Yaşanan gelişmeler ve Perinçek’in son açıklamaları bu yorumların doğru olduğunu bir çok yönden doğrulamış oldu:
  1. Cemaat’e yakın iş merkezlerine ve basın kurumlarına hukuksuz bir biçimde atanan kayyımların hep Perinçek’e yakın isimler çıkması ‘AKP’nin değil Perinçek’in kadrosu ve planı’ iddiasını doğruladı. Kayyım atanan NT mağazalarında Gülen’in kitapları kaldırılıp yerine Perinçek’in kitapları kondu. Zaten Erdoğan’ın etrafındaki bir çok danışmanın da bu çevrelerden geldiği uzun süredir dile getiriliyordu.
  2. Hem Dilipak hem de Perinçek Cemaat ve Tarikatların bitirilmesi gerektiği yönünde açıklamalarda bulundular. Dilipak, AKP’liler hakkında ‘’hepinizin bir yerlerde kasetleriniz var’’ derken Erdoğan’ın yaptığı gibi ‘’paralel’’ yapıyor iftirasına bile sığınmaya ihtiyaç duymadı. Bu bile Cemaat’in, AKP’nin kasetleri varsa bizde değil; onu kukla gibi kullanan Ergenekonculardadır iddiasına destek sağladı.
  3. Perinçek her fırsatta Erdoğan ve AKP’yi tehdit eden açıklamalar yapıyor. Erdoğan’a en ufak eleştiri yapan bir lise öğrencisi bile hapis cezası alırken; AKP’li saldırgan Havuz medyası yazarlarının Perinçek’e tek bir laf edememesi, bu tehditleri AKP’li tabana iletmemeleri ve Erdoğan’ın bunlara tek bir cevap bile vermemesi, Cemaat’in bu yöndeki iddialarının doğruluğunu gösteriyor. Bunları kendilerine ait 15 gazete ve onlarca TV kanalında haber yap(a)madıkları için AKP’li kesimlerin bu tehditlerden ve ‘Erdoğan bizim planı uyguluyor’ açıklamalarından haberleri olmuyor.
Özetle, Perinçek’in şu açıklamalarına bakmak yeterli:
  1. Erdoğan bize destek veriyor. AKP bizden korkuyor, üzerimize gelen altında kalır.
  2. Cemaat operasyonlarını başlatan biziz, Erdoğan bize destek veriyor.
  3. Cemaat operasyonları bizim kitaplarımıza göre yapılıyor.
  4. Sadece MİT’te değil; her yerde güçlüyüz.
  5. Türkiye’de yargı istediğimiz yere gidiyor.
Bunlar oy yüzdesi sadece yüzde 0.2 olan bir partinin ‘’her şeyi ben planlıyorum derken’’ aslında devlet içinde nasıl örgütlendiğinin bizzat Perinçek ağzından itiraf edilmesidir. Şimdiki ‘’paralel’’ operasyonlarının ardındaki gerçek ve gizli niyeti ortaya koyar.

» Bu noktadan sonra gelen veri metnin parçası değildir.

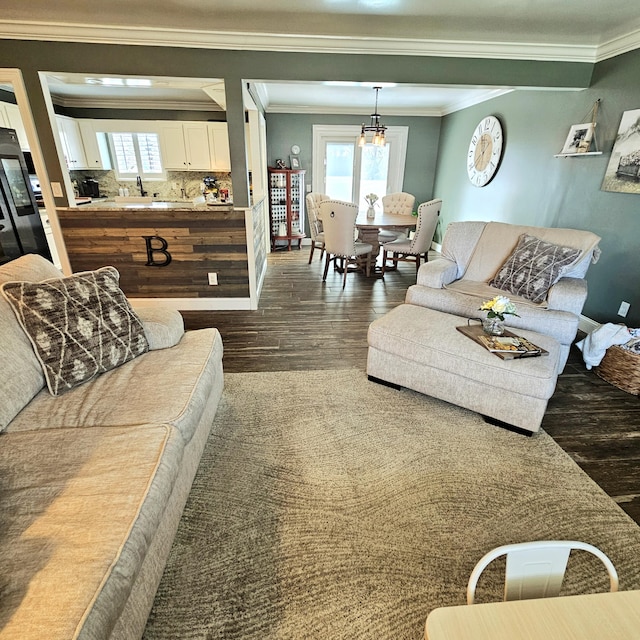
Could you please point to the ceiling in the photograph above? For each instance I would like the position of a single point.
(569, 30)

Halkın yüzde birini bile temsil etmeyen bir parti lideri, neredeyse yüzde ellisinin oyunu almış olan bir parti hakkında; ‘’biz ne diyorsak onu yapıyorlar’’ diyorsa, o ülkede hem Erdoğan ve Davutoğlu’nun liderliği hem de devlet aygıtının sağlığı sorgulanmalıdır.
Üstelik, yasama, yürütme, yargı organlarının nasıl işleyeceği anayasa ile belirlenmişken, yüzde 0.2’lik bir parti lideri ülkede yargıyı etkileyip ‘’operasyonlar başlattık’’, ‘’bizim kitabımıza göre işliyor’’, ‘’üzerimize gelen altında kalır’’, ‘’yargı istediğimiz noktada’’, ‘’her yerde güçlüyüz’’ gibi tehdîdkâr ve küstahça açıklamalar yapabiliyorsa bu, Cumhuriyet savcılarının sorumluluk sahasına giren bir husustur.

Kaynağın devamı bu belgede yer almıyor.